In addition, swelling of high levels of superabsorbents weakens the absorbent structures, resulting in poor integrity of the structures in use. Structures that are twisted or destroyed when worn are inconvenient for the wearer and may not function effectively to absorb body secretions. Increasing the amount of superabsorbent in the web is more comfortable for the user, more separable (for women's products, training pants and adult incontinence products), and more visually desirable (for infant diapers), such as thin structures. Characteristics can be obtained.

In airlaid nonwoven materials known in the art, nonwoven web components are entrained in an air stream and deposited on a forming wire or web and subsequently fixed in place by various means, such as heating. However, uniform entrainment of various constituent materials is often a problem. Thermoplastic fibers, thermoplastic binders, cellulosic or other absorbent fibers, and superabsorbent materials may be in various forms such as substantially continuous fibers, staple fibers, and particulates. The constituent materials may also be of various weights, sizes and shapes, as known to those skilled in the art.

Various methods have been proposed to mitigate non-uniform deposition of constituent materials on nonwoven webs onto forming wires. One such method, called the Dan-Web process, is described in US Pat. No. 4,640,810 (Laursen et al.) In which the constituent material is air entrained through two perforated screen chambers or tubular forming screens located inside the forming head. Is illustrated. The forming screen has a particle dispensing rotating member therein for dispensing the constituent material through the screen into the forming head and onto the forming wire. US Pat. No. 5,885,516 (Christensen et al.) Teaches a similar system of particle distribution, but superabsorbent powder is dispensed by individual chutes located between the forming screens and substantially at the bottom thereof. It has been found that in such a system it can be problematic to achieve proper mixing of the air stream to obtain a uniform distribution of materials. Particulate constituent materials, such as superabsorbents, can in particular aggregate towards the middle of the web, resulting in unsatisfactory performance for use in waste materials or personal care absorbent articles. Other problems can include long process equilibrium times resulting from particulate build up in the forming pipes and excessive device wear due to the abrasive properties of certain particulates.

As mentioned, absorbent articles are typically formed from materials such as hydrophilic fibers, absorbent polymers, binder materials, and the like. Bicomponent fibers are a preferred type of binder fiber and can be used to bond the absorbent structure into a stable form by heating the structure containing the binder fiber above the low melting point melting point of the two polymers that make up the bicomponent fiber. Bicomponent nonwoven filaments are generally known in the art as thermoplastic filaments using at least two different polymers combined together in a heterogeneous manner. Instead of blending uniformly, the two polymers are side-by-side so that, for example, the first side of the filament consists of the first polymer "A" and the second side of the filament consists of the second polymer "B". by-side) arrays. The polymer can also be combined in a sheath-core arrangement such that the outer sheath layer of the filament consists of the first polymer "A" and the inner core consists of the second polymer "B". Other non-uniform arrangements are also possible.

Pulp fibers have been used in certain absorbent applications to enhance absorbency. U.S. Patent 4,530,353 (Lauritzen) discloses pulp fibers in combination with staple length bicomponent fibers used in the manufacture of absorbent bandages. In this case, the fibers also contain high melting point and low melting polymers. Staple length fibers are only joined together by melting the low melting point component.

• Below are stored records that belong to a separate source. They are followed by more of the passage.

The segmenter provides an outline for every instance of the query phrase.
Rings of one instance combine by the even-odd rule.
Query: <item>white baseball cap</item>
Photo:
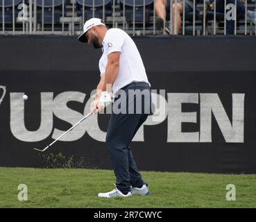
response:
[[[87,42],[87,39],[85,37],[86,32],[92,27],[103,25],[105,26],[103,21],[98,18],[92,18],[86,21],[83,26],[83,33],[78,37],[78,41],[81,42]]]

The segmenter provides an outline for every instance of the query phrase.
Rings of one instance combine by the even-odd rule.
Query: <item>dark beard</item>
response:
[[[102,47],[102,44],[100,44],[99,42],[99,39],[95,35],[92,40],[92,44],[94,45],[94,49],[99,49]]]

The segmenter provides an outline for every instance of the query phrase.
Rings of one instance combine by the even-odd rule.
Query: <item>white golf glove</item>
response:
[[[112,94],[108,91],[102,92],[99,100],[99,103],[104,105],[105,107],[112,103]]]

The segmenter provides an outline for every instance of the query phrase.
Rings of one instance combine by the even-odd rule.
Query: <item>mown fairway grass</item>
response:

There is a need or desire for an absorbent nonwoven web composite that exhibits good flexibility and strength with high absorbency. It is further necessary to achieve highly absorbent particle additions in nonwoven webs to economically and efficiently produce highly absorbent webs for personal care absorbent articles. There is a further need for improved integrity of absorbent structures in use. There is still a further need for an absorbent structure that can effectively handle both simple fluids such as urine and complex fluids such as flowable feces and mens. This need exists for diapers, training panties, wipes and other personal hygiene absorbent articles where comfort, strength and absorbent performance are all important.

Summary of the Invention

For the difficulties discussed and the problems arising in the prior art, new composite webs have finally been developed which can provide a combination of highly absorbent materials per weight in the web, high wet integrity, good absorption containment and particularly desirable mechanical properties when worn. . It is also contemplated that personal care products using the resulting web are within the scope of the present invention. In one aspect, the present invention relates to a means for increasing the superabsorbent content for the purpose of comfort, separability and consumer preference, while at the same time improving the integrity of the product in use.

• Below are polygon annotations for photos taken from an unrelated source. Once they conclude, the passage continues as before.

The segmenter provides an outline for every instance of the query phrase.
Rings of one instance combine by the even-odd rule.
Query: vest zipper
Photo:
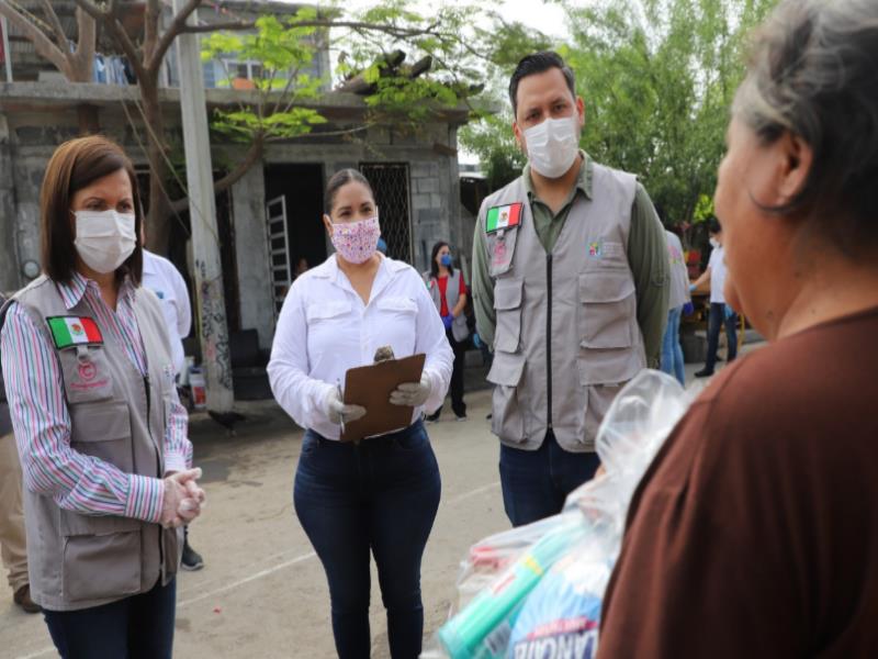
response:
[[[153,426],[149,423],[150,417],[153,416],[153,396],[149,395],[149,376],[144,376],[144,391],[146,392],[146,432],[149,437],[153,437]],[[162,437],[161,440],[164,442],[165,438]],[[155,448],[155,443],[153,443],[153,447]],[[156,473],[158,478],[161,480],[164,478],[161,473],[161,458],[159,457],[158,453],[156,453]],[[158,570],[159,570],[159,580],[162,580],[165,574],[165,547],[161,544],[161,534],[162,530],[159,528],[158,532]]]
[[[548,403],[548,428],[552,429],[552,255],[545,255],[545,400]]]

One such personal care product includes a liquid impermeable back sheet, a liquid permeable top sheet, and a multifunctional composite web positioned between the top sheet and the back sheet. Hereinafter, the composite web according to one embodiment of the invention, sometimes referred to simply as the web, has a porosity with a major surface in the XY plane and a depth in the Z direction, suitable for use as a fluid retaining layer in a disposable absorbent article. coformed) web.

The web may contain a layer or layers of airlaid composite material that may contain both binder and absorbent material. The binder may be staples or continuous fibers. The binder may be a thermoplastic staple fiber such as spunbond or meltblown fibers. The thermoplastic fibers may be single component or multicomponent fibers of various compositions and may be present in an amount of at least about 2% by weight in the web of binder fibers and absorbent material.

The absorbent material preferably comprises particles of the coated superabsorbent. The coating material may comprise staple fibers of a natural material, such as a cellulosic material, such as wood pulp, bonded to the particles of the superabsorbent material in a combination of natural and superabsorbent materials, up to about 98% by weight of the web. It may be present in an amount of. The web may be provided with other layers such as forming tissues, films, and the like that are desirable for the end use of the web. Without being bound by theory, it is believed that the use of coated superabsorbents in the web, rather than uncoated forms, provides good containment due to mechanical entanglement of the particles in the web. It is also believed that the coating provides separation between the particles which helps to maintain a good structure in terms of liquid handling. In addition, the coating can separate and adsorb particulate components of flowable feces and mens, thereby enhancing the performance of superabsorbents for these complex fluids that are difficult to absorb.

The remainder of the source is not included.